Den einzigen, der hier im äußersten Südwesten das brasilianische Riesenreich bewacht, muss ich wecken. Es ist kurz nach acht und er ist in der Sonne sitzend eingenickt. Er kann offenbar nichts für mich tun, außer mich an die Grenzstation am brasilianisch-argentinischen Grenzübergang in Uruguaiana, 75 Kilometer weiter nördlich am Rio Uruguay zu verweisen.
Solange kann ich ohne Einreisestempel durch Brasilien radeln.

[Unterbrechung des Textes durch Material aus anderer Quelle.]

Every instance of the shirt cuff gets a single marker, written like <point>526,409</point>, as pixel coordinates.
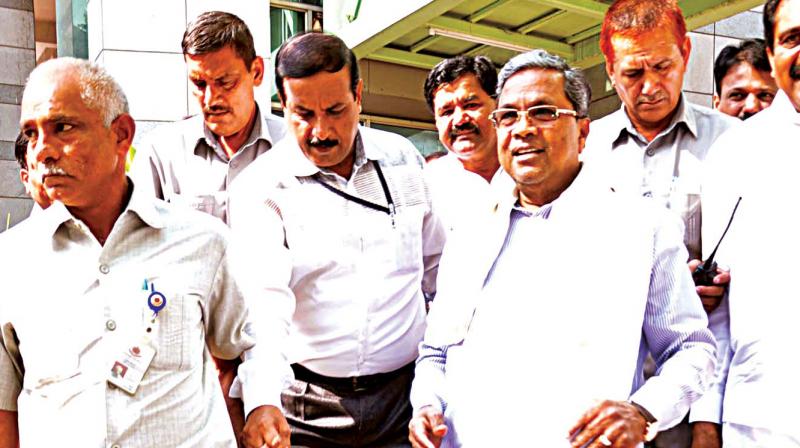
<point>707,409</point>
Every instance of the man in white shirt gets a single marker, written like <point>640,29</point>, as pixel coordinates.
<point>742,79</point>
<point>460,93</point>
<point>115,347</point>
<point>349,206</point>
<point>196,161</point>
<point>758,162</point>
<point>654,146</point>
<point>568,286</point>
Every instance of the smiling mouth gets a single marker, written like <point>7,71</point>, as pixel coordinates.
<point>526,151</point>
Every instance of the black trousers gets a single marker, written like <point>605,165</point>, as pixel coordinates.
<point>369,411</point>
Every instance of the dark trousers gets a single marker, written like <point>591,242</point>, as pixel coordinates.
<point>368,411</point>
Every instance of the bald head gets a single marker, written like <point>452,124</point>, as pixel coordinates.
<point>98,90</point>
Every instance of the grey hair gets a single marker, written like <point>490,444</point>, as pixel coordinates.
<point>576,87</point>
<point>98,89</point>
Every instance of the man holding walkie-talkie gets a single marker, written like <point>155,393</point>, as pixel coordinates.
<point>758,162</point>
<point>655,146</point>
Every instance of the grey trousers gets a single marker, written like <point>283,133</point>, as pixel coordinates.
<point>334,413</point>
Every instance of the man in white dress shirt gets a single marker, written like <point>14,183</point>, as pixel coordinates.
<point>115,348</point>
<point>758,162</point>
<point>566,290</point>
<point>654,146</point>
<point>350,209</point>
<point>460,93</point>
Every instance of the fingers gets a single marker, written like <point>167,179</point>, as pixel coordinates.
<point>613,423</point>
<point>427,428</point>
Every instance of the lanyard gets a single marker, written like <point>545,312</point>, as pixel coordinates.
<point>390,210</point>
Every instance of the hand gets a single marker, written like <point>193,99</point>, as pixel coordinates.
<point>619,421</point>
<point>711,296</point>
<point>706,435</point>
<point>266,426</point>
<point>427,428</point>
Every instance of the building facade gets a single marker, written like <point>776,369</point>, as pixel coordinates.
<point>397,42</point>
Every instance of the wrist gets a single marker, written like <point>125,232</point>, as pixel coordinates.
<point>651,424</point>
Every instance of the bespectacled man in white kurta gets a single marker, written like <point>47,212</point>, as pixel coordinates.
<point>569,288</point>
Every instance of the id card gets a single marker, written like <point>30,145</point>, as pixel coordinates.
<point>130,365</point>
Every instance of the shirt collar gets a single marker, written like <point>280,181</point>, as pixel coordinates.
<point>685,114</point>
<point>299,165</point>
<point>52,218</point>
<point>260,131</point>
<point>782,106</point>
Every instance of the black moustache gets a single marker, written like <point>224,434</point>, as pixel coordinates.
<point>323,143</point>
<point>464,127</point>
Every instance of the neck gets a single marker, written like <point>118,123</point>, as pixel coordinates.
<point>101,217</point>
<point>232,143</point>
<point>534,196</point>
<point>485,168</point>
<point>651,130</point>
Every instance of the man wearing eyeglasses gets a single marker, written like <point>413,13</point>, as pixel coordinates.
<point>655,146</point>
<point>541,327</point>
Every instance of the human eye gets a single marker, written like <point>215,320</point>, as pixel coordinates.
<point>63,127</point>
<point>199,83</point>
<point>545,113</point>
<point>766,96</point>
<point>791,40</point>
<point>506,117</point>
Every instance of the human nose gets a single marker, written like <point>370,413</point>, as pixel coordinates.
<point>751,104</point>
<point>650,84</point>
<point>44,148</point>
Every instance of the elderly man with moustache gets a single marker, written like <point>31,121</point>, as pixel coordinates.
<point>559,298</point>
<point>350,209</point>
<point>655,147</point>
<point>115,347</point>
<point>460,93</point>
<point>744,85</point>
<point>758,162</point>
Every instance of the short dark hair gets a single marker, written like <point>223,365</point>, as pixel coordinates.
<point>21,151</point>
<point>307,54</point>
<point>751,51</point>
<point>214,30</point>
<point>451,69</point>
<point>770,9</point>
<point>576,87</point>
<point>632,18</point>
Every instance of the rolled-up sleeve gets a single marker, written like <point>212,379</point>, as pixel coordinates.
<point>263,268</point>
<point>676,332</point>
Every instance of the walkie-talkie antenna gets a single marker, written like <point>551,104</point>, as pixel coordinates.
<point>710,261</point>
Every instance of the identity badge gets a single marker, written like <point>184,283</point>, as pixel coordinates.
<point>130,365</point>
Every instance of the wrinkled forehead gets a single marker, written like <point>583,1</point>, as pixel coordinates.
<point>52,94</point>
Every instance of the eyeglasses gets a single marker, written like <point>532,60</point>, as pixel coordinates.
<point>541,116</point>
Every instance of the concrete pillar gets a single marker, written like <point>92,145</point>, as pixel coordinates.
<point>17,51</point>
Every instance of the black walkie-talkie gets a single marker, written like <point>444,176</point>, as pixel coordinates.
<point>705,273</point>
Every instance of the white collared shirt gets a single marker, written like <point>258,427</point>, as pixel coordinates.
<point>459,195</point>
<point>569,299</point>
<point>358,280</point>
<point>184,163</point>
<point>74,307</point>
<point>758,162</point>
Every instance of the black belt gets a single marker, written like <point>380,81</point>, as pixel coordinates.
<point>362,383</point>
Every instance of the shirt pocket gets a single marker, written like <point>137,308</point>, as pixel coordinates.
<point>177,332</point>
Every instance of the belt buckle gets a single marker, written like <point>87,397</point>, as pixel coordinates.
<point>358,386</point>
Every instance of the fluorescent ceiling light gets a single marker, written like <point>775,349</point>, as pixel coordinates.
<point>434,31</point>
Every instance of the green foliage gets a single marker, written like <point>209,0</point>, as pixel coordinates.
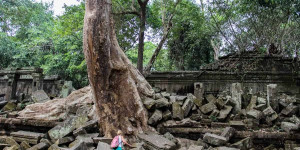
<point>162,62</point>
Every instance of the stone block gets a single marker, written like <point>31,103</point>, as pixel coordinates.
<point>103,146</point>
<point>290,110</point>
<point>40,96</point>
<point>167,115</point>
<point>210,98</point>
<point>177,112</point>
<point>198,92</point>
<point>272,99</point>
<point>196,147</point>
<point>155,118</point>
<point>214,139</point>
<point>244,144</point>
<point>209,107</point>
<point>187,106</point>
<point>162,102</point>
<point>236,94</point>
<point>288,126</point>
<point>228,132</point>
<point>155,141</point>
<point>256,114</point>
<point>224,112</point>
<point>149,103</point>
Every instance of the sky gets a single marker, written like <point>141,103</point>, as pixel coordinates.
<point>58,5</point>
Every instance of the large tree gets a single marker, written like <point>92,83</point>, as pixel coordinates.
<point>117,85</point>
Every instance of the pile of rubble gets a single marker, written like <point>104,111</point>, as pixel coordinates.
<point>224,121</point>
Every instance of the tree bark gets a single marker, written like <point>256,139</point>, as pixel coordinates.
<point>141,35</point>
<point>117,85</point>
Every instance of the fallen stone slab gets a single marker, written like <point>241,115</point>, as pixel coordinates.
<point>64,140</point>
<point>162,102</point>
<point>214,139</point>
<point>187,106</point>
<point>39,96</point>
<point>196,147</point>
<point>225,148</point>
<point>224,112</point>
<point>155,141</point>
<point>177,112</point>
<point>256,114</point>
<point>290,110</point>
<point>103,146</point>
<point>288,126</point>
<point>102,139</point>
<point>244,144</point>
<point>228,133</point>
<point>149,103</point>
<point>155,118</point>
<point>209,107</point>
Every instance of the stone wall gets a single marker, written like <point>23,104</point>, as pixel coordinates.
<point>254,71</point>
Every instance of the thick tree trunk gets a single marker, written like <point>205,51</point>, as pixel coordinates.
<point>116,84</point>
<point>141,37</point>
<point>155,54</point>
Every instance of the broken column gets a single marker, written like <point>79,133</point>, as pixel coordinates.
<point>236,94</point>
<point>198,92</point>
<point>37,81</point>
<point>11,86</point>
<point>272,100</point>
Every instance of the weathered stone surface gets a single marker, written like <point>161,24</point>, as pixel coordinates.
<point>177,112</point>
<point>208,107</point>
<point>170,137</point>
<point>39,146</point>
<point>155,141</point>
<point>198,92</point>
<point>268,111</point>
<point>288,126</point>
<point>290,110</point>
<point>155,118</point>
<point>64,140</point>
<point>39,96</point>
<point>214,139</point>
<point>187,106</point>
<point>252,103</point>
<point>237,124</point>
<point>103,146</point>
<point>158,96</point>
<point>261,100</point>
<point>244,144</point>
<point>225,148</point>
<point>149,103</point>
<point>196,147</point>
<point>210,98</point>
<point>24,145</point>
<point>228,133</point>
<point>167,115</point>
<point>63,130</point>
<point>162,102</point>
<point>256,114</point>
<point>260,107</point>
<point>166,95</point>
<point>102,139</point>
<point>67,88</point>
<point>236,94</point>
<point>10,106</point>
<point>224,112</point>
<point>27,134</point>
<point>272,99</point>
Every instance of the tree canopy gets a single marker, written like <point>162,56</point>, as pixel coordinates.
<point>197,33</point>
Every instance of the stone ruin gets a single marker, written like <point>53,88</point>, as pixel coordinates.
<point>218,108</point>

Da ich so brasilianische Ein- und Ausreise an einer Station abwickeln kann, entscheide ich mich dafür, dort schon wieder Brasilien Richtung Argentinien zu verlassen und nicht erst 200 Kilometer weiter nördlich bei São Borja. Es soll also ein Dreiländertag werden: vom Land des ersten über das Land des Rekord- zum aktuellen Weltmeister. Und mit Brasilien habe ich nun auch alle Länder beradelt, die jemals Weltmeister wurden.
Der Grenzort Barra do Quaraí ist sehr überschaubar. Gut, dass ich nicht noch gestern Abend über die Grenze geradelt bin. Der Verkehr auf der nicht übermäßig gut asphaltierten flachen Landstraße tendiert gegen Null. Ich kann freihändig fahren, was meine Handgelenke weiter entlastet. Auf der Strecke schalte ich ein einziges Mal. Die Felder werden intensiver bewässert als in Uruguay. Unerwartet braust ein uralter Feuerwehrwagen vorbei: Bomberos. Ein paar Kilometer weiter sehe ich ihn wieder. Ein Auto liegt ausgebrannt im Straßengraben. Rund herum war eine größere Fläche in Brand geraten und ist weitgehend gelöscht. Zwei kleine Motorflieger von einer Flugschule setzen ständig auf und heben wieder ab. Dann sind wieder nur die Vögel und mein Tretwerk zu hören.
In Uruguaiana mache ich eine Pause auf dem Praça Barão do Rio Branco vor der Kathedrale Sant’Ana.
Ich unterhalte mich mit einem älteren Mann in Bayern-Trikot. Er klagt über einen Meniskusschaden im rechten Knie und bedauert, dass Pelé vor kurzem gestorben ist: "Pelé morreu". Ihm bleibt ein weiterer Schluck Dosenbier.
Ich radle zur Grenzbrücke. Zäune verbarrikadieren den direkten Weg. Ich sehe schon den Stau auf der Brücke und muss aber noch einen Schlenker machen um dazuzustoßen. Was für ein Gegensatz zur Beschaulichkeit am Grenzübergang bei Barra do Quaraí. Es scheint als wolle ganz Brasilien gerade heute über diesen Grenzübergang nach Argentinien. Eine schier endlose Menschenmenge schlängelt sich auf das Abfertigungsgebäude zu. Ich stelle Passanten ein paar polyglotte selffulfilling Fragen, um daran glauben zu können, ich bräuchte mich hier nicht anzustellen und könnte mich bei den Fahrzeugen einreihen. So bin ich ruckzuck auf der Brücke samt der Ungewissheit, ob die argentinischen Grenzer irgendein Interesse an brasilianischen Ein- und/oder Ausreisestempeln haben. Beides fehlt mir ja.
Ich kehre schließlich doch um, um kein Risiko einzugehen und stoße so aber auf die Schlange im Moment des Eintritts in das Abfertigungsgebäude. Die Menschen scannen mit ihren Handys wie wild QR-Codes um sich irgendwie zu registrieren. Hier will ich weder mit noch ohne Rad samt Gepäck rein. Ein paar halboffiziell Aussehende geben dem ein oder anderen Antworten. Alles was sie ausweist ist ein schwarzes T-Shirt auf dem 'Policia Federal' steht. Einer dieser Menschen spricht sogar ein bisschen Englisch. Ich erwähne kurz meine Reiseroute und schon ist er weg mit meinem Reisepass. Im größten Tohuwabohu, das man sich an einem offiziellen internationalen Grenzübergang so vorstellen kann. Sollte mein Pass nie mehr auftauchen, wären meine weiteren Reisepläne akut gefährdet. Er taucht wieder auf mit meinem Pass und hat irgendeinen Stempel mit heutigem Datum ergattert. Er meint, das sei egal ob Ein- oder Ausreisestempel, quasi ein Allzweckstempel.
Zwischen Autos und Lastwagen kämpfe ich mich über die Brücke. Die verwaiste Bahnstrecke am Rand könnte man leicht zu einem Fußgängerweg umgestalten. Oder Radweg. Stattdessen weiche ich oft auf den keinen Meter breiten bestehenden Fußweg aus.